First of all, let's just say that the legal situation is for everyone involved a "best guess" kind of scenario. No one really knows how that would go down. There's simply very little precedent and the major sports leagues all have different antitrust backgrounds which they draw from. Larry Coon and others speak about this in a much more authoritative way than is actually possible.
Part of this is that everyone is mixing up different legal proceedings and potential legal proceedings. There is an NBAPA suit alleging that the owners have been negotiating in bad faith because they always intended to lock the players out to create leverage. That lawsuit is primarily concerned with the negotiations prior to the lockout and alleges that the owners engaged in surface bargaining. To be honest, I think the players are probably correct in that assessment. Whether or not the owners have made "concessions" is immaterial to the issue of whether or not they engaged in surface bargaining (and gregbroncs here is engaging in a semantics game as to what constitutes a concession; under his rubric if the owners demanded the player's play for minimum wage and then moved that up to $10/hr he would call that a concession). Either side can bargain as hard as they want to as long as they are not engaging in stall tactics designed to never reach an agreement. In fact, it is effectively the statutory policy of the united states that deadlocks at the bargaining table are broken through the economic pressure of a strike or a lockout rather than any objective test as to whether either side is objectively correct. However there is some credible allegation that the lockout was promised at least two years ago and there is no indication that the owners have ever seriously attempted to resolve the issue prior to the expiration of the previous CBA. All the discussion of "leverage" underlies a pretty significant fact: that the owners have always known that running the clock was to their advantage and they've been doing pretty much nothing else until the last month or so.
There is also an NBA countersuit alleging fundamentally similar theories against the players union. The facts (in this case the direction of concessions) simply do not support the assertion that the players are engaging in surface bargaining. This is especially relevant given that they have proposed agreements that appear to substantially worsen their position vis a vis the last collective bargaining agreement which cuts against an assessment of surface bargaining.
The last is the decertification issue. Here there's a lot of noise from heads indicating that they understand how it will play out but I don't think that's entirely clear. I'm frankly kind of amazed, for example, that players haven't tried to do something in Canadian courts to take advantage of the NBA's operation in Toronto and more union-friendly laws. The lockout itself would likely be illegal under Canadian law for example because the league didn't go through the mandatory government mediation process prior to locking out employees of its Canadian franchise.

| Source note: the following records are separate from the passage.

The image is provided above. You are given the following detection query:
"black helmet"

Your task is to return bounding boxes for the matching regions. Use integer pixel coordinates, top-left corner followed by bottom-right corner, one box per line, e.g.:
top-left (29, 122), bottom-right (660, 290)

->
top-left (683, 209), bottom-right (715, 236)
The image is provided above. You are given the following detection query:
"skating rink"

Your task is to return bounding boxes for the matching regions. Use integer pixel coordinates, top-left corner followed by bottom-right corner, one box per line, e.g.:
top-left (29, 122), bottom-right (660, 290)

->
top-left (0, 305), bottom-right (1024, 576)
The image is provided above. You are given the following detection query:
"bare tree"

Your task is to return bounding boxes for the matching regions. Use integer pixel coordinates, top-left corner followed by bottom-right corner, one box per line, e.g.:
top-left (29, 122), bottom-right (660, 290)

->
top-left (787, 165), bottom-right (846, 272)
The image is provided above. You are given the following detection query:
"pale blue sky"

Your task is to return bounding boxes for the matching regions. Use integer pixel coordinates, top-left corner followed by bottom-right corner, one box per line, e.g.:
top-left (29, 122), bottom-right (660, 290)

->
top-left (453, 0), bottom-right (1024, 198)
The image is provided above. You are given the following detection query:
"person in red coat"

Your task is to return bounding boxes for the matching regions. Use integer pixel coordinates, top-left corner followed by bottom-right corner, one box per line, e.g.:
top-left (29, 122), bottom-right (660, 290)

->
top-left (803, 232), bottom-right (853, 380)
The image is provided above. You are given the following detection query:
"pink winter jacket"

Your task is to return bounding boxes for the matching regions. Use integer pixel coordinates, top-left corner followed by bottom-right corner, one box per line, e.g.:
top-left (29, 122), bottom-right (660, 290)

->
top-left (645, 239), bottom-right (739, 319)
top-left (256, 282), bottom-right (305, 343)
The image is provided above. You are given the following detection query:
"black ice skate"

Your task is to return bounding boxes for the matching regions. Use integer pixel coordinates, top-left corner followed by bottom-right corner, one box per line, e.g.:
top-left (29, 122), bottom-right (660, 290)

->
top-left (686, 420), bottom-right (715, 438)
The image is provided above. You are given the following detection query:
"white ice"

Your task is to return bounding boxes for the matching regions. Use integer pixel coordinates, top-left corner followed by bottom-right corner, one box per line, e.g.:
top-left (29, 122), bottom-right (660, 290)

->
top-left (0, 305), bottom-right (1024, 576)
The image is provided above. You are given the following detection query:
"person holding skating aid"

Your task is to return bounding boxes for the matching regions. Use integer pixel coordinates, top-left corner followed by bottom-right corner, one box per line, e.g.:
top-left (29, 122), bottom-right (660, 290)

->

The NBA players will have almost no cause to prove undo hardship. higher pay and better other options than the NFL. And the owners have made lots of consessions. All the players have really done is drop their pay. Owners dropped their hard and flex cap they also raised their pay during negotiations. So it seems to me that the players have not been negotiating in good faith anymore than the owners have.
You're looking at a single factor as if it's the only factor. Keep in mind that it's questionable whether the existence of European leagues even matters as to the reach of American anti-trust statutues (many of which specify the impact of the restraint of trade as being exclusively US in scope as opposed to global in scope.

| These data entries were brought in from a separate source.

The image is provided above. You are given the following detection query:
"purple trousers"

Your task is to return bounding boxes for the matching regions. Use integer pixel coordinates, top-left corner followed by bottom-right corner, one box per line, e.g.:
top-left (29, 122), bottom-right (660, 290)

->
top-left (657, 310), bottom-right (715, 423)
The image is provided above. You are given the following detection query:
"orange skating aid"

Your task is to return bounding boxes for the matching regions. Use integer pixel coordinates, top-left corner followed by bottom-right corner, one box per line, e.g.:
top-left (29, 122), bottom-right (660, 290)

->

If teams were sharing money wouldn't that show they were working as one entity? Wouldn't that also make them more vulnerable to anti-trust suits? So because they have very little revenue sharing doesn't that show that they are in fact competing business entities? Are they not also competing with European teams for the services of players as well?

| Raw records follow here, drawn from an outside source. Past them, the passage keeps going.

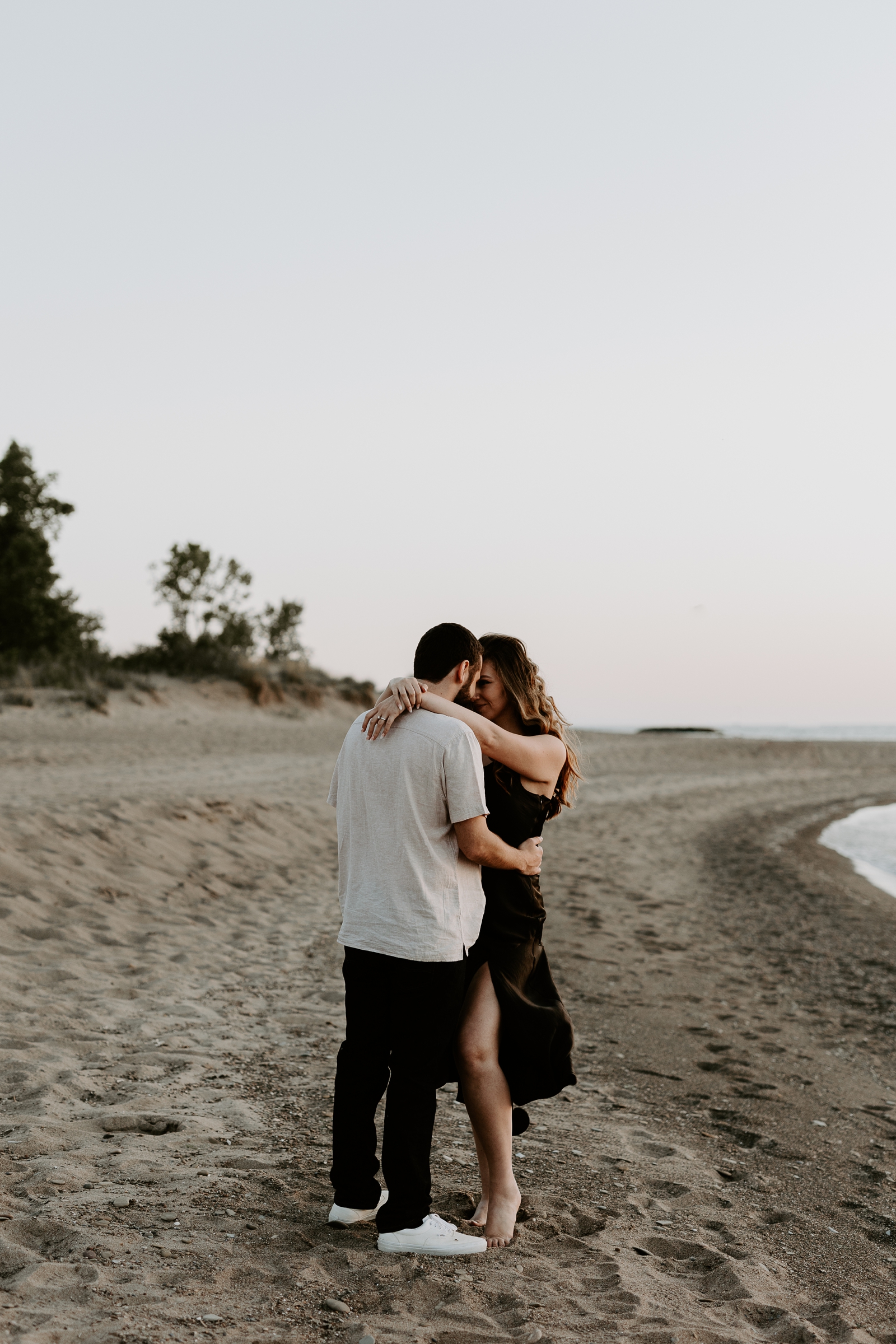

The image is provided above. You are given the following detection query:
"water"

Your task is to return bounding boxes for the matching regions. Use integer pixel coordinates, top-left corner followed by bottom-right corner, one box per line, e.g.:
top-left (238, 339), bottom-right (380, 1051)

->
top-left (718, 723), bottom-right (896, 742)
top-left (818, 802), bottom-right (896, 897)
top-left (579, 723), bottom-right (896, 742)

Franchises are not really business competitors. The Lakers don't want to drive all other teams out of business. In fact they are worthless unless they have other teams to play. Athletic competition and business competition are separate. The reality is that they are one entity now. Even in the "separate" model that applied in American Needle v. NFL (which came about because of specific anti-trust exemption legislation enjoyed by the NFL that the NBA doesn't have access to) the Supreme Court ruled 9-0 that the teams operated as a cartel that was subject to anti-trust enforcement.
All we really know is that decertification would be a long process and that it risks fundamentally blowing up the league as we know it. It's a double-down move by the players that is designed to attack franchise values and should be taken seriously by the owners. How it would play out along the background of everything else is a little unknowable and the resolution of such questions is effectively immaterial because legal resolution wouldn't occur until after a second NBA season was in jeopardy which would effectively be a threat to the league's existence in its entirety. As a result, the conflict will be over before the decertification issue fully resolves legally or the league (and as a result probably jazzfanz) will cease to exist. That's pretty much where we're at.